Stock markets in the US are driving higher today as government bond yields have retreated from their recent peaks. Earlier this week, the US 10-year yield hit 1.89% - the highest in over two years - and that ignited a decline in equities as the rise in yields suggests that higher interest rates are a possibility. Bond yields have cooled, and in turn the level of fear running through equity markets has faded. The S&P 500 has rebounded from the seven-week low that was posted yesterday. The NASDAQ 100 is the outperformer of the US indices, but then again, it suffered the largest losses amid the recent bout of selling – the technology heavy index fell to a three-month low yesterday. Even though the US 10-year yield has pulled back to 1.83%, the broader uptrend remains in place. In addition to that, the speculation the Federal Reserve will hike rates three or four times this year is still in circulation, so it a possibility the equity bears will return in the days ahead.
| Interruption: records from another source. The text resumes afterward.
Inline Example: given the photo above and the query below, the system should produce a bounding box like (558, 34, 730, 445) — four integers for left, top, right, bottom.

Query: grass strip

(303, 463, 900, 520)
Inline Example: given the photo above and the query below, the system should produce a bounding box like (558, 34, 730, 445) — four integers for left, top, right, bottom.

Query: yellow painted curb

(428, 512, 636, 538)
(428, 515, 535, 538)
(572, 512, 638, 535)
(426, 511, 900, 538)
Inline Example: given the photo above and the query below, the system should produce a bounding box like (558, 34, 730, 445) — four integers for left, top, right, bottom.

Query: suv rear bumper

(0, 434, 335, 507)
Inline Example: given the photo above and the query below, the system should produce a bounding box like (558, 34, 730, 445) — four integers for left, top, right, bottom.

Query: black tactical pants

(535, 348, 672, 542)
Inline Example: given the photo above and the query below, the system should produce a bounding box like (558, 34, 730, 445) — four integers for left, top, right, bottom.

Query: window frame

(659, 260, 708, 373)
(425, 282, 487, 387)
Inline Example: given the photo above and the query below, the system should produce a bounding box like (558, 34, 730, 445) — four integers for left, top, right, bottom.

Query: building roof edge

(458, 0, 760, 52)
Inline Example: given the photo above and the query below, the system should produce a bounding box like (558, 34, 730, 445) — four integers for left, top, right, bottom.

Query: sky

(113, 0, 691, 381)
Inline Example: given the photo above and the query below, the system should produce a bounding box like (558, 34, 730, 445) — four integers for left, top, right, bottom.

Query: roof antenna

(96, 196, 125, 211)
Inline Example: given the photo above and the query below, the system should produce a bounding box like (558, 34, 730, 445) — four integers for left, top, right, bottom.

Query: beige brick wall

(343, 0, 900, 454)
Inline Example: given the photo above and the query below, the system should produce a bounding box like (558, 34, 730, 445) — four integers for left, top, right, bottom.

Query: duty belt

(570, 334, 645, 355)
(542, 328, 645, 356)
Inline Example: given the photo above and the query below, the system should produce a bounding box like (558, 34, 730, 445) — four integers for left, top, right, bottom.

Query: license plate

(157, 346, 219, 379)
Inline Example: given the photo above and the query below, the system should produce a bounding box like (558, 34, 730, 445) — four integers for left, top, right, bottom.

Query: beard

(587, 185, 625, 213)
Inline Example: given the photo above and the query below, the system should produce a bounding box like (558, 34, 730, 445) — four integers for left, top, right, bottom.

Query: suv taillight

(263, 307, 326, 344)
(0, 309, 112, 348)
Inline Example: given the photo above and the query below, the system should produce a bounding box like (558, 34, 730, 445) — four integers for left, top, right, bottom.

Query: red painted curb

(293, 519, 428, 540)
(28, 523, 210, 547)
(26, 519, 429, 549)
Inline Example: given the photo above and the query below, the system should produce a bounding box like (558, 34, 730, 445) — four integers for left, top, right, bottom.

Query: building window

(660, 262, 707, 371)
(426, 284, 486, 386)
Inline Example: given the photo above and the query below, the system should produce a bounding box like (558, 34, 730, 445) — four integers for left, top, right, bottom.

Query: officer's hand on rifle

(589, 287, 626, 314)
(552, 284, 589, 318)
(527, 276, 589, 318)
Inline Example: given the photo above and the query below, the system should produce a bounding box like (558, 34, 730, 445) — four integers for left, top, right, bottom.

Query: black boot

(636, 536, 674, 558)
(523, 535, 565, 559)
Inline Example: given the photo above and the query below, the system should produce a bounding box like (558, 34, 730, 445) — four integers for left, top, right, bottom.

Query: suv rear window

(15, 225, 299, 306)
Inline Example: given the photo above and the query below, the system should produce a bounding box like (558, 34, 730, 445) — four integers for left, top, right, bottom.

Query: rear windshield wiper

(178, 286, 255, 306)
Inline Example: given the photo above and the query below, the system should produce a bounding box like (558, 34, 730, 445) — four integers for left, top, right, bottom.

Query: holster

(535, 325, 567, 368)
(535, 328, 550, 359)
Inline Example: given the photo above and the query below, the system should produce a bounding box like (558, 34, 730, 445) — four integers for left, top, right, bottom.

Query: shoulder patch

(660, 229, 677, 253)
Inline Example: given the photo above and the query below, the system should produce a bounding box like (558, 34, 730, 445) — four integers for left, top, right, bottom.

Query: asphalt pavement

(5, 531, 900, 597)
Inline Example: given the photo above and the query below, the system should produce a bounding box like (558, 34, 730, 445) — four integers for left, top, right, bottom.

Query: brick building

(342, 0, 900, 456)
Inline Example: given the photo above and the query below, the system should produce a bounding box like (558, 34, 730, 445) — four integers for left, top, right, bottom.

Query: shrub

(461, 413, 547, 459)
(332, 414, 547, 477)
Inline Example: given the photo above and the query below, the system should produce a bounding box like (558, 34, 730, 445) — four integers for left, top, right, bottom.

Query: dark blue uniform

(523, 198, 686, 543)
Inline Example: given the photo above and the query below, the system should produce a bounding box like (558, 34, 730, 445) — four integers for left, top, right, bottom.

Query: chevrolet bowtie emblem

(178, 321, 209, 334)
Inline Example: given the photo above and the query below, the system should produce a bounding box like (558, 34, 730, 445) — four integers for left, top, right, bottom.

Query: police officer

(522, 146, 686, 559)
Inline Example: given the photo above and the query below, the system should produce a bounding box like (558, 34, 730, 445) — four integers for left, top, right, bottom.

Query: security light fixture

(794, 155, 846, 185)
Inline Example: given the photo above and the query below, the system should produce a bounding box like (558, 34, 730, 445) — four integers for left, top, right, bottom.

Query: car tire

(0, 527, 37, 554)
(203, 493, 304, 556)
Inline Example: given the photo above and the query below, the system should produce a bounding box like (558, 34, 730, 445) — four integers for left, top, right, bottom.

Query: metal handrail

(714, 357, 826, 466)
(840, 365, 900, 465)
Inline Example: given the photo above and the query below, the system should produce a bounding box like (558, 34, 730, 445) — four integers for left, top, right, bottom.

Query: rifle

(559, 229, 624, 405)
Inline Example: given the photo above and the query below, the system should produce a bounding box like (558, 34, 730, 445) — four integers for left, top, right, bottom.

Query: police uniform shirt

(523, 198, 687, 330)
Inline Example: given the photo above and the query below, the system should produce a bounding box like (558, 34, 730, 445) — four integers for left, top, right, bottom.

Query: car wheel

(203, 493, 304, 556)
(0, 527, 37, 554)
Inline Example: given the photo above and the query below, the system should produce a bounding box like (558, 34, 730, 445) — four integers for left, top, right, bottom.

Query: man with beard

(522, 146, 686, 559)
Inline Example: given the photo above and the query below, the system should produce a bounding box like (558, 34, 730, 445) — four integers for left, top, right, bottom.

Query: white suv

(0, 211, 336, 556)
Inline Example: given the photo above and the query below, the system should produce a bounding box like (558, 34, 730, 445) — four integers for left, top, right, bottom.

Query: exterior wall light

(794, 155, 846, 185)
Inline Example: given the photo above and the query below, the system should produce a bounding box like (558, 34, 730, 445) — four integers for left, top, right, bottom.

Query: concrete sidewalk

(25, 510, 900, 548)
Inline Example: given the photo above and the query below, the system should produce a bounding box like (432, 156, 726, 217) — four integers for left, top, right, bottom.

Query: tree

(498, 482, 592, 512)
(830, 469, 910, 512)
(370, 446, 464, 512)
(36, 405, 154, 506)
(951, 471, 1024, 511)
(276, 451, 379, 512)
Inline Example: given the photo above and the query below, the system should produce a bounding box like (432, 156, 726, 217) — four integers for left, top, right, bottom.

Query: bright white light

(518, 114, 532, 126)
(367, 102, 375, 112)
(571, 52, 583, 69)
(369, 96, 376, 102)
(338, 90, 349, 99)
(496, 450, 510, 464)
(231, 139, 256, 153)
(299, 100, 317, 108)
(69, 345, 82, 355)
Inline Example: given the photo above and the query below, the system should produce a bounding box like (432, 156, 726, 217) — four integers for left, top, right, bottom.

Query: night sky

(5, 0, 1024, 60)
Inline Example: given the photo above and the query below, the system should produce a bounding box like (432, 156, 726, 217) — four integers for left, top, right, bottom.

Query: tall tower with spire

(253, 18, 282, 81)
Eurozone stocks are up a little too as German and French bond yields have dipped. The FTSE 100 is being weighed down by the fall in oil stocks like BP and Royal Dutch Shell.
The pivot towards a more hawkish stance from the Fed has been brought about by a strong recovery in the economy, although there was some mixed data from US today. The jobless claims reading jumped from 231,000 to 286,000, the highest level in 13 weeks, it could be an early warning the US recovery is faltering, on the other hand, the Philly Fed manufacturing index came in at 23.2, up from 15.4 in the December. It has been in quiet day for the US dollar as it is now a little weaker. The pound is performing well across the board as GBP/USD is up 0.3%, and GBP/EUR topped 1.2000 for the first time since February 2020.
Gold was playing catch up with silver this week, and today the yellow metal hit a two-month high. Silver set a fresh two-month high also, and the subdued US dollar played a role in the rally seen in the metals. Industrial commodities such as copper, platinum, and palladium are all showing respectable rallies due to the overall risk-on mood in the markets.